I went to the Starbucks due to how late it was getting. Not to mention I had a free drink reward in my app. What I found was I had to sit through a couple songs in my playlist before I could start the next short story. The words didn’t want to flow this morning. Four days off (not counting the writing I did Friday for that Good Day blog post), and I was still gummed up in the creative works.

How do you get through writers block? It’s something I’ve seen covered on the NaNoWriMo site, as well as other author resources websites. But I don’t believe in writers block. I do believe my head wasn’t in the game because it was drawn out of my story too much. So I worked the story through a bit at a time. A dog made it’s way into the apartment in the story. And the words came to me. Which brings me to the third line I have been using a lot the last few weeks.

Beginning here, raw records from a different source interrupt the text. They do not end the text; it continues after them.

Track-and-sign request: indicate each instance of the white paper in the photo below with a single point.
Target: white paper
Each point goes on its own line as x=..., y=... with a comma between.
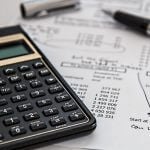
x=107, y=65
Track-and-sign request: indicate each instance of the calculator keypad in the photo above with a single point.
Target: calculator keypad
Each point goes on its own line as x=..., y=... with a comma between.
x=32, y=101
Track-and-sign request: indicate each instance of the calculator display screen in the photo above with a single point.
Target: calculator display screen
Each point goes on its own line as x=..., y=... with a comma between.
x=13, y=50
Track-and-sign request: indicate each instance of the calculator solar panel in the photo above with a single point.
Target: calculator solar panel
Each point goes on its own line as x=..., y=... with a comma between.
x=36, y=104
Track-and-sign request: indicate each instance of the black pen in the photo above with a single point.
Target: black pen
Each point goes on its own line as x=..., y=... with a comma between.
x=135, y=22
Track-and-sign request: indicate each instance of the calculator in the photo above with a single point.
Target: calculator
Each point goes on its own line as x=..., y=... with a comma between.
x=36, y=104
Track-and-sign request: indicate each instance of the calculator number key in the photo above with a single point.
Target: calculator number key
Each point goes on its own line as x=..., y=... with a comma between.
x=44, y=72
x=11, y=121
x=14, y=79
x=20, y=87
x=36, y=84
x=25, y=107
x=50, y=111
x=3, y=102
x=30, y=75
x=6, y=111
x=55, y=88
x=18, y=130
x=5, y=91
x=69, y=107
x=62, y=97
x=18, y=98
x=38, y=93
x=31, y=116
x=44, y=102
x=57, y=121
x=35, y=126
x=2, y=82
x=24, y=68
x=38, y=65
x=76, y=116
x=9, y=71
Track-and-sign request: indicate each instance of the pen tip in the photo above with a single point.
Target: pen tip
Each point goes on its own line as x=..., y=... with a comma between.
x=108, y=12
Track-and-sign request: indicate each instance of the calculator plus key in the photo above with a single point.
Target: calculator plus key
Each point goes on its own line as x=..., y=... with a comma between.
x=11, y=121
x=35, y=126
x=18, y=130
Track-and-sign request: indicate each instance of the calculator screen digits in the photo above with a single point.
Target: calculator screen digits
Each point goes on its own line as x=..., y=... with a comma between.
x=13, y=50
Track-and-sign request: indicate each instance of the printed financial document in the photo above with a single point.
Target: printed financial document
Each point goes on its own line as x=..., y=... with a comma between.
x=107, y=65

This one came from The Walking Dead – the show, not the comic. The last season, when everyone was getting sick, people on the show quoted Hershel several times. “We’ve all got a job to do.” That is what I told myself this morning after a couple songs to get my head straight. It’s part of what works for me as a writer. The music is kind of my Pavlovian creative response trigger.

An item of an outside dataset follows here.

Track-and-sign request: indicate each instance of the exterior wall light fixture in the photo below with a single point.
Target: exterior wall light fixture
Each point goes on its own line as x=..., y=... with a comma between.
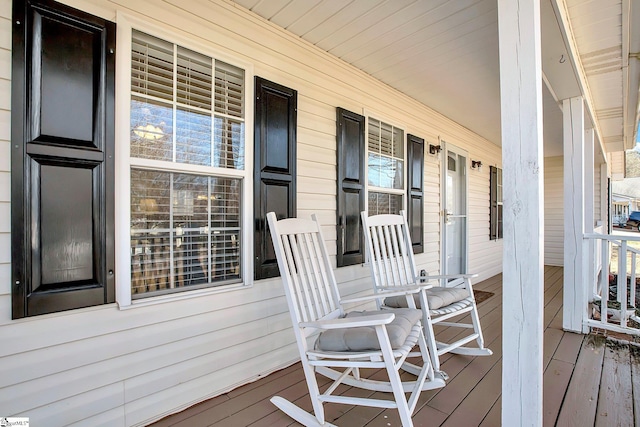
x=434, y=149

When I first started taking writing seriously and jumped in to NaNoWriMo several years back, I hit a stumbling block. That month my uncle had passed away and I was driving the passenger van from Wisconsin to Pennsylvania with the folks from here. I couldn’t recover from it. I’d lost my voice for several weeks that time. So, I knew this was coming, which is part of what saved me. But honestly there were several things that will make my Camp NaNoWriMo challenge pull through this month.

1. The Format

I am doing an anthology of short stories. I don’t think I can catch up to hit 30 short stories for the month. I will hit 55-60k in short stories for the month though. It also allowed me the flexibility to write what was causing me to get gummed up. To write stories down about my dog, and why it was hitting me so hard. To allow dogs of various fashion to make it into my stories, sometimes popping up without me even realizing it.

2. Routine

I have a routine. I write nearly every day. If I sit down in a coffee shop with my iPod in, my mind slides into that mode without much effort. That makes the days when effort is involved that much easier. It’s like Harry Dresden being able to focus his shield spell better when he has that shield bracelet of his to use as a magical implement.

3. The Words

As an author, I feel words have power. That power can be used for ill or good. I take these quotes, lines and lyrics, and pull them out as the mantra to succeed. And in most cases to remind me what is important. A couple deep breaths with a “still here” at the end brings a center to me when everything else seems a mess.

Put it all together…

These three elements make up the material, somatic and verbal components of the spells that keep me going. The rituals invoking the creative state where my stories pop out of. They allow me to do the job. Because everybody’s got a job to do.

And had I access to these things previously, I’d have one less failed attempt at NaNoWriMo to my name. But then again, it was those failed attempts at the challenge that gave me the skills listed above to get past the obstacles to succeed.